Understanding CAS: Compare and Swap for Concurrent Operations

In the realm of concurrent programming, managing shared resources efficiently and safely is paramount. One fundamental technique that underpins many lock-free algorithms is CAS, or Compare and Swap. Essentially, Cas Compare And Swap is an atomic operation that checks if a variable’s value matches a given expected value. If they match, it swaps the variable’s value with a new provided value. While the concept of CAS compare and swap might initially seem intricate, it’s surprisingly straightforward once you grasp its mechanics. Let’s delve deeper into understanding CAS compare and swap and its significance in concurrent systems.
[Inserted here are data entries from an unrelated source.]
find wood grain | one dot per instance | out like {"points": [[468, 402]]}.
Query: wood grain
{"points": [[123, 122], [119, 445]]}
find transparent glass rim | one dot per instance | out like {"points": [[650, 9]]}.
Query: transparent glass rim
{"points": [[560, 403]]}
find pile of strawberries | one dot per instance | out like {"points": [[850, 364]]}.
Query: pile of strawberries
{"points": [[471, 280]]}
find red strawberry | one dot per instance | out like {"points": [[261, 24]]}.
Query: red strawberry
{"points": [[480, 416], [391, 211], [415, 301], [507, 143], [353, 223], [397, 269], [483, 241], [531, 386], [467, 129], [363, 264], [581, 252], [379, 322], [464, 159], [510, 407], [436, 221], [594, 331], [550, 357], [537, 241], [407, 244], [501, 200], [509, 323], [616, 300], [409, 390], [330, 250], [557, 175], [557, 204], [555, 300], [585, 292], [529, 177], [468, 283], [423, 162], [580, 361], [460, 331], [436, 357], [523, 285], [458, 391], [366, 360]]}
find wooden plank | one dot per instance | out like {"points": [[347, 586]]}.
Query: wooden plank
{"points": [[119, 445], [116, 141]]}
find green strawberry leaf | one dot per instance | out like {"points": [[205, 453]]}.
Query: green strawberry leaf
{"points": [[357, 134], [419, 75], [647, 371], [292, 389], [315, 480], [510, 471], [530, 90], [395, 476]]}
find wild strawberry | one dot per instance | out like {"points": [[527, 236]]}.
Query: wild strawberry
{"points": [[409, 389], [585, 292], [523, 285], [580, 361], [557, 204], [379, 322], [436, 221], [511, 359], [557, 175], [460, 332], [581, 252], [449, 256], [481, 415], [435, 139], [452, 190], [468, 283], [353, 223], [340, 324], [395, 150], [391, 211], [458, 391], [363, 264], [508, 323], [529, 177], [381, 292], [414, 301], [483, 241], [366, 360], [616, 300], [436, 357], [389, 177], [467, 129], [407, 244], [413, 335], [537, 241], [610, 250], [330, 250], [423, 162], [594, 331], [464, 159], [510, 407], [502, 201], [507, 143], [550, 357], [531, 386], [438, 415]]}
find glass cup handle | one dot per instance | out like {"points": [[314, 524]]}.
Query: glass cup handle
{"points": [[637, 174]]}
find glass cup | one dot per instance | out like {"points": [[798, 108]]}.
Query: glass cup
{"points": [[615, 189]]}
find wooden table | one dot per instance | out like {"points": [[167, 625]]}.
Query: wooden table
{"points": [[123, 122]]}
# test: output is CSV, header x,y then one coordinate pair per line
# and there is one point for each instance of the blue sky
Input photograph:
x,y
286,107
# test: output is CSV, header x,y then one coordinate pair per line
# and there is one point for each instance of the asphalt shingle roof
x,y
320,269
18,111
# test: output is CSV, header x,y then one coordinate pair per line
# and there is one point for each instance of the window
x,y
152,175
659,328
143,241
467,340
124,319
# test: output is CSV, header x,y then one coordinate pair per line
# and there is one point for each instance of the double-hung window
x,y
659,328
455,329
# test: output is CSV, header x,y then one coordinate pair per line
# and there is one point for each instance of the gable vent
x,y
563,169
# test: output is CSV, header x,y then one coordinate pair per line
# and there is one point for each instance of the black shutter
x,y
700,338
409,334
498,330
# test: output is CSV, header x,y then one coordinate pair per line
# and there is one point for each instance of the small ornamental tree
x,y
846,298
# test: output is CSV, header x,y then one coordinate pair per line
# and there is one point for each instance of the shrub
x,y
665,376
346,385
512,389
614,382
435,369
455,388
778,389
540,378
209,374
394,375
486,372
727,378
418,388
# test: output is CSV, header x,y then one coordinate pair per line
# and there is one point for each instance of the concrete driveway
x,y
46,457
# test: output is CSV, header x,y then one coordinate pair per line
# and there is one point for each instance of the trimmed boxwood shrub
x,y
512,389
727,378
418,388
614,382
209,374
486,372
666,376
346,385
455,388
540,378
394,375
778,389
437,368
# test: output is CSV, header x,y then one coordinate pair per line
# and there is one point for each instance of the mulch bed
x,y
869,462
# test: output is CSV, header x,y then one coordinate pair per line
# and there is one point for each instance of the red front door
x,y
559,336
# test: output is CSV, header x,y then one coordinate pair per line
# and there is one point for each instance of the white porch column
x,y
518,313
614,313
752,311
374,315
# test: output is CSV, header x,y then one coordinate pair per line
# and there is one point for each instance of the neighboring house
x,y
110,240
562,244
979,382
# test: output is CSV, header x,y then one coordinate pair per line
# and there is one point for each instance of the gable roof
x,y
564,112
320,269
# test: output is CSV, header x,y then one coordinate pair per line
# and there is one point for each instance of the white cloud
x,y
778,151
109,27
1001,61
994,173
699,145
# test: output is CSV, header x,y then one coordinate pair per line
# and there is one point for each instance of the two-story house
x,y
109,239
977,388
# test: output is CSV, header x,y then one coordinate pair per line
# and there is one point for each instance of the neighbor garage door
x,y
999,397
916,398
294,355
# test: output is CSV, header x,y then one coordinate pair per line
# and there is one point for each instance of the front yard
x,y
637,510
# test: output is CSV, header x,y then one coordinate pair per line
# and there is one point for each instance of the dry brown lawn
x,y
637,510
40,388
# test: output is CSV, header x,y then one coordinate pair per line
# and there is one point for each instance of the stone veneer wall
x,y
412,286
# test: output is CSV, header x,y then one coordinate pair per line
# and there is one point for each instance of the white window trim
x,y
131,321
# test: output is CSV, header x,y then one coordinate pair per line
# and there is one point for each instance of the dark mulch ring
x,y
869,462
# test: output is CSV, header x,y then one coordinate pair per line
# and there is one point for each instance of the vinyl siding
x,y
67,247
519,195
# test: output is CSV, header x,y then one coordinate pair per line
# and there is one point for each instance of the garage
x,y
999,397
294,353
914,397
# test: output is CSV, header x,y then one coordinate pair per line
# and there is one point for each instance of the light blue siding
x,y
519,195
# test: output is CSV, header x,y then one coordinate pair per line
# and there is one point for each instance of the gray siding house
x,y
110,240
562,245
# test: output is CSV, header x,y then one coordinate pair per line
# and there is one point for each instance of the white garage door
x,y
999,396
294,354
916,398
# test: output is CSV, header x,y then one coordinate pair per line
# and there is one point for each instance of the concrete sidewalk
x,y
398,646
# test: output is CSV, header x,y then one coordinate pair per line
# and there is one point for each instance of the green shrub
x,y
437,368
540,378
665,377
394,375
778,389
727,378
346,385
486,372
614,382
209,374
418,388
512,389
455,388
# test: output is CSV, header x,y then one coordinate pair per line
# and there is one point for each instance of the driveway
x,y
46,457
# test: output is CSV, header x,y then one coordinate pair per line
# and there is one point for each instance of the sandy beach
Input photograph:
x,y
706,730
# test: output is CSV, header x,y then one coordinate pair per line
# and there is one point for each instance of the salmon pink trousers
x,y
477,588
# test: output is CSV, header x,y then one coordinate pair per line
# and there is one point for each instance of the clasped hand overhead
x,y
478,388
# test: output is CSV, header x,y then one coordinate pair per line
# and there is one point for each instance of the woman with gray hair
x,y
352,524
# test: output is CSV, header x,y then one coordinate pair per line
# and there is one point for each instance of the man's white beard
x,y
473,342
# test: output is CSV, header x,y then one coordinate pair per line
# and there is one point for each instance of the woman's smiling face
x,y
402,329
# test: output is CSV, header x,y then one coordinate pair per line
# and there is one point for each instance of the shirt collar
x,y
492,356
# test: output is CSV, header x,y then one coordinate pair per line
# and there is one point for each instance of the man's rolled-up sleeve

You might encounter the term CAS frequently when exploring articles or videos related to concurrency. It’s important to recognize that CAS is the common abbreviation for compare and swap operations.

Video Explanation: Compare and Swap in Detail

For those who prefer visual learning, a video tutorial can be highly beneficial in understanding CAS compare and swap. Here’s a video that explains the concept in detail: Compare and Swap Tutorial Video

The “Check Then Act” Pattern and Concurrency Issues

A prevalent pattern in concurrent algorithm design is the “check then act” sequence. This pattern involves a program first inspecting the state of a variable and then performing an action based on that observed state. Consider this simplified example of a problematic lock implementation to illustrate the concept:

 public class ProblematicLock {
     private volatile boolean locked = false;

     public void lock() {
         while(this.locked) {
             // busy wait - until this.locked == false
         }
         this.locked = true;
     }

     public void unlock() {
         this.locked = false;
     }
 }

This ProblematicLock class, intentionally flawed for demonstration purposes, highlights the “check then act” pattern. The lock() method initially checks if the locked variable is false within the while loop. If it is indeed false, the loop terminates, and the method proceeds to act by setting locked to true. This sequence of checking and then acting is central to the “check then act” pattern.

However, in a multithreaded environment where multiple threads might access the same ProblematicLock instance, this lock() method is susceptible to race conditions. Imagine this scenario:

Thread A checks the value of locked and finds it to be false (the expected value). Simultaneously, before Thread A can set locked to true, Thread B also checks locked and also observes false. Both threads, acting on their independent checks, proceed to set locked to true. Consequently, both threads believe they have acquired the lock, violating the fundamental principle of mutual exclusion in locking mechanisms. This situation is a classic example of a race condition, arising from the non-atomic nature of the “check then act” pattern in this context.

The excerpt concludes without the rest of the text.